As we head into the new year, it’s important to stay on top of what changes Nebraska laws may bring. 2018 is bringing a lot of changes to the law, and continuing battles for certain bills are still ongoing. You might hear more about those bills as the year progresses.
It’s important to know your rights so you know when someone acts against the law. Sometimes, someone else infringes on your rights. You’re allowed to seek legal action to protect your rights. In times like that, you need an Omaha personal injury lawyer by your side. Welsh & Welsh has been providing excellent legal services to the citizens of Nebraska for over 65 years. We’re ready to fight for your rights and make sure your voice is heard.
New Nebraska Laws for 2018
Nebraska has 116 new laws going into effect in 2018. Here are the first five:
- Breastfeeding Students. Law LB427 will allow students a place to store and express breast milk. Pregnant students will also have policies for handling absences and missed work. This will support teen parents as they get their education.

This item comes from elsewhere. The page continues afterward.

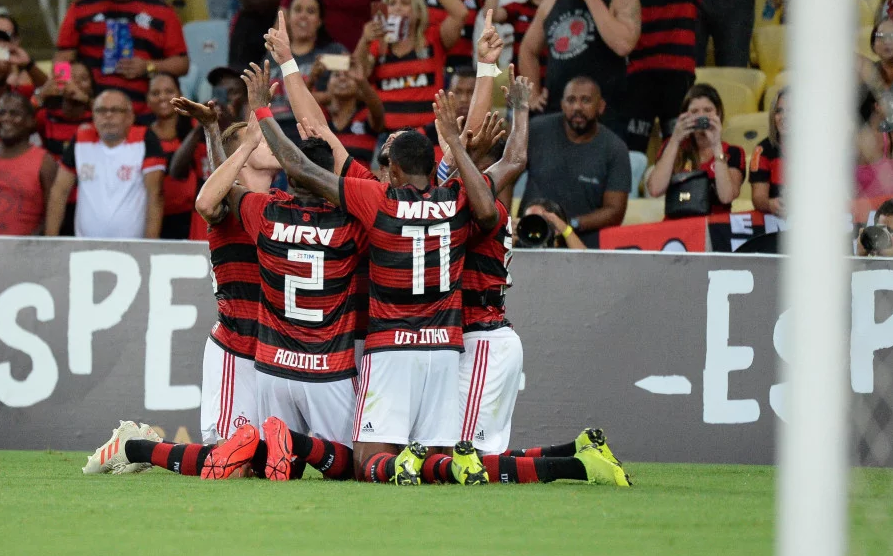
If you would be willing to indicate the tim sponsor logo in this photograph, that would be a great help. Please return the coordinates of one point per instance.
(426, 209)
(303, 361)
(309, 235)
(422, 337)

- Religious Clothing in Classrooms. Law LB62 states that people can wear habits in classrooms. Public school teachers can wear religious clothing like hijabs and habits.

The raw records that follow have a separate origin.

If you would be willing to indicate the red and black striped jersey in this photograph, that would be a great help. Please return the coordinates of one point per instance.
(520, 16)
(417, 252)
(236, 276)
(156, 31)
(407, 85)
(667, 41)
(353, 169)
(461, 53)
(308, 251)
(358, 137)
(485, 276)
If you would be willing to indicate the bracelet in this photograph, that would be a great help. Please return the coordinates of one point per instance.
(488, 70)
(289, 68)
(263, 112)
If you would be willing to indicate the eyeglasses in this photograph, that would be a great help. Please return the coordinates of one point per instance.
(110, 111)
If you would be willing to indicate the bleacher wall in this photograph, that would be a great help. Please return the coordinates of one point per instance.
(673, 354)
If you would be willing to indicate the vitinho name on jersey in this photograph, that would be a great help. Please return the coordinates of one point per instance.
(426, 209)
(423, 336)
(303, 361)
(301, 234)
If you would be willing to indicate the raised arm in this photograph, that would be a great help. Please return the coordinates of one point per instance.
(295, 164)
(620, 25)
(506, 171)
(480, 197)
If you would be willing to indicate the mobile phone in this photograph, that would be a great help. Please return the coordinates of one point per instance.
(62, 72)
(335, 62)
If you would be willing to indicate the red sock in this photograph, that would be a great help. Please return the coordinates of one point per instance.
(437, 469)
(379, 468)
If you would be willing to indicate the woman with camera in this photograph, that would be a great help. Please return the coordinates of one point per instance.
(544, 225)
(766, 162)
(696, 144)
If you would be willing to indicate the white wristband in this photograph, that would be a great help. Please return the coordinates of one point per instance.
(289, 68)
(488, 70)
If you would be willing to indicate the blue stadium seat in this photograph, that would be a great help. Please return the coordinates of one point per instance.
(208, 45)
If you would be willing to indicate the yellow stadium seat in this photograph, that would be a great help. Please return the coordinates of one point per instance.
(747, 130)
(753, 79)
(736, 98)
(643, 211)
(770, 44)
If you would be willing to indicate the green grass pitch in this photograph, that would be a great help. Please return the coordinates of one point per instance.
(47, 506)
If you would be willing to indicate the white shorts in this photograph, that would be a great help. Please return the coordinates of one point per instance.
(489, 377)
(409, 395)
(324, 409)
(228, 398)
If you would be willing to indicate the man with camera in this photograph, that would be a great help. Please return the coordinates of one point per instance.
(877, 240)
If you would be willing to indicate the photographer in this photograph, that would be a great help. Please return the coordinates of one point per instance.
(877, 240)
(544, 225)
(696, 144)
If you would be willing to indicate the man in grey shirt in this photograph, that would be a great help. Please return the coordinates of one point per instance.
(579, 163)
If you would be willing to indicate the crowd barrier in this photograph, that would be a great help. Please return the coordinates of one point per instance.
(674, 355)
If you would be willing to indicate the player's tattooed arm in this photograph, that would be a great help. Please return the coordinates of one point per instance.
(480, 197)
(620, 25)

- Telehealth Services. Law LB92 says that health insurance companies need to offer doctors the same reimbursement for telehealth services.
- Access to Party Ballots. Law LB34 will make it easier for third-party political candidates to get on Nebraska’s ballot. The party will appear on the ballot if they have 10,000 eligible voters in Nebraska.
- Human Trafficking. LB289 states that human traffickers will face harsher penalties. This law applies to sex trafficking and labor trafficking. The Nebraska attorney general’s office and victim advocates backed this law.
Ongoing Nebraska Bills
Keep an eye out for these upcoming bills in 2018. If you find one that affects you or you feel strongly about, you can contact your state representative and voice your opinion.
- Workers’ Compensation Costs. The legislature aims to reduce the costs of workers’ compensation for small-business owners so they can generate jobs for the economy.
- Stopping Increasing Minimum Wage. This bill proposes that the minimum wage shouldn’t be increased because it threatens entry-level jobs.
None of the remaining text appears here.